Uno de los edificios colapsados está en la colonia Narvarte, un barrio de clase media y residencial en el centro sur. Exactamente, en la confluencia de las calles Concepción Beistegui y Yacatas. Felipe Aguirre, geólogo del Sistemas de Aguas de la Ciudad de México, sale del primer cordón de seguridad. Cuenta que aquí por suerte pudo salir todo el mundo. No tuvieron tanta en el Centro Histórico, donde un edificio de costureras se cayó aplastando a varias. “Hay algo importante, este fue una combinación de terremoto trepidatorio y oscilatorio, el primero es el que tira los edificios”, explica. Ha dormido dos horas. A él ya le han tocado varios rescates. “Por suerte no he tenido que sacar muertos”.
Sonríe. Detrás suya, máquinas excavadoras, escombros. La ciudad y el tráfico es un caos. Atascos, bocinas por todos lados, los semáforos se apagan de vez en cuando. Las camionetas y las pick up van llenas. Voluntarios, brigadistas, medicinas. Algunos sacan un trapo por la ventana para pedir paso por llevar un herido pero es imposible. Un chaval en bici se acerca a una furgoneta roja llena de médicos. “¿Dónde van? Denme un cubo que yo llego más rápido”. Y se va a toda velocidad esquiando coches con el recipiente lleno de agua oxigenada, gasas y demás apoyado encima del manillar.
En el parqué México, en la colonia Condesa, zona pija y de las más afectadas, se ha montado un centro de acopio. Hay varias secciones. Cobijas/mantas, comida, medicinas, agua. Gabriel Carrillo, de 30 años, es uno de los líderes. Cuenta que tras el sismo la gente se empezó a juntar en ese parque, en la explanada central.

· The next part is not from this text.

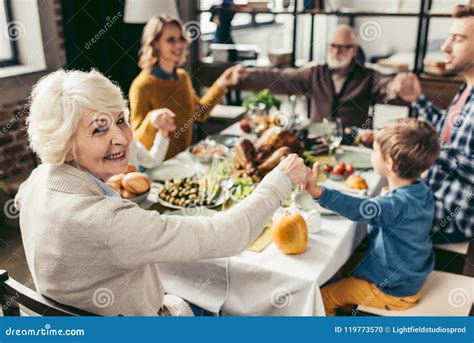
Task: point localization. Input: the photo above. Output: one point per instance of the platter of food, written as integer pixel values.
(191, 192)
(205, 150)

“Poco a poco empezamos a organizarnos y hemos hecho un centro enorme, con una línea de producción de víveres, aguas, cobijas, servicios médicos”, cuenta en pantalones coros, gafas de sol y una bandana en la cabeza. Cree que son 300, 400 personas.

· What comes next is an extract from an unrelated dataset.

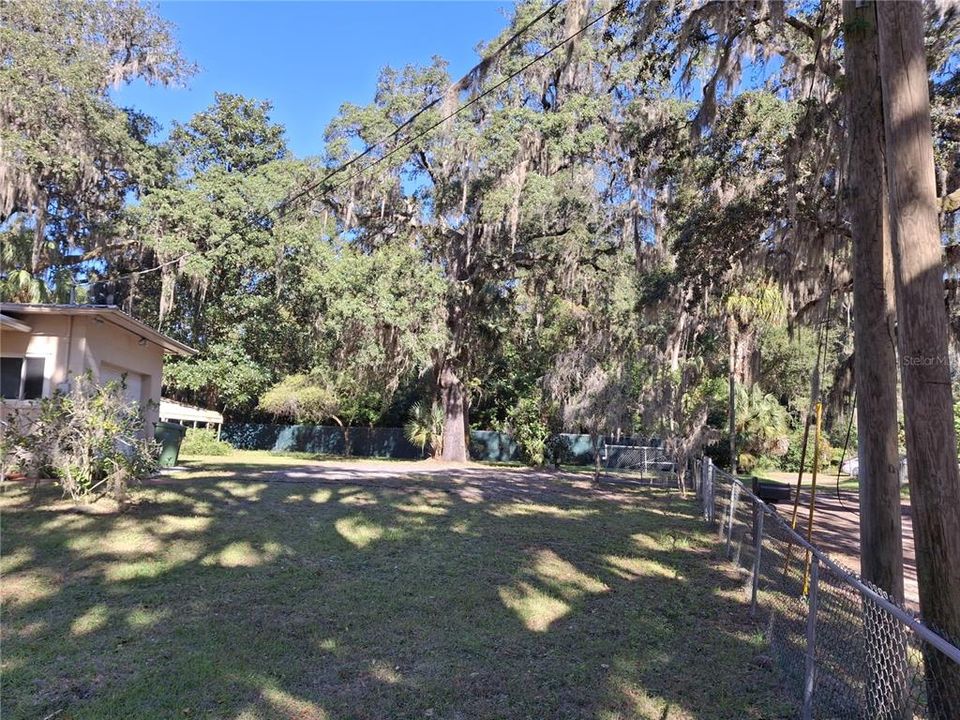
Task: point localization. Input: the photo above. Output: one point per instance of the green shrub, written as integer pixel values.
(791, 461)
(530, 430)
(89, 437)
(203, 441)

Demasiadas a veces. Discute con sus compañeros de que necesitan ayuda profesional para gestionar todo lo que tienen. Alguien advierte de que hay bulos en Twitter sobre edificios caídos. Desde ahí también mandan brigadistas voluntarios, coordinados con las autoridades, a los lugares donde se necesitan. Van en el remolque de camiones pequeños y los aplausos cuando se van son fuertes, sentidos.
Si Alberto, Elena, Felipe y Gabriel representan la mayoritaria y mejor cara de México, la fealdad salió por la noche. Aprovechando la oscuridad, los malos emergieron de sus madrigueras. Robaron coches y automóviles en varias carreteras. Un mensaje circulaba por Whatsapp. “Cuidado chavo, están asaltando”. Fernando Castillo, taxista que se ha pasado la mañana de lado a lado de la ciudad, en el tráfico, en el caos, viendo su ciudad jodida, tiene bien claro lo que haría si pudiera agarrar a alguno de esos malnacidos.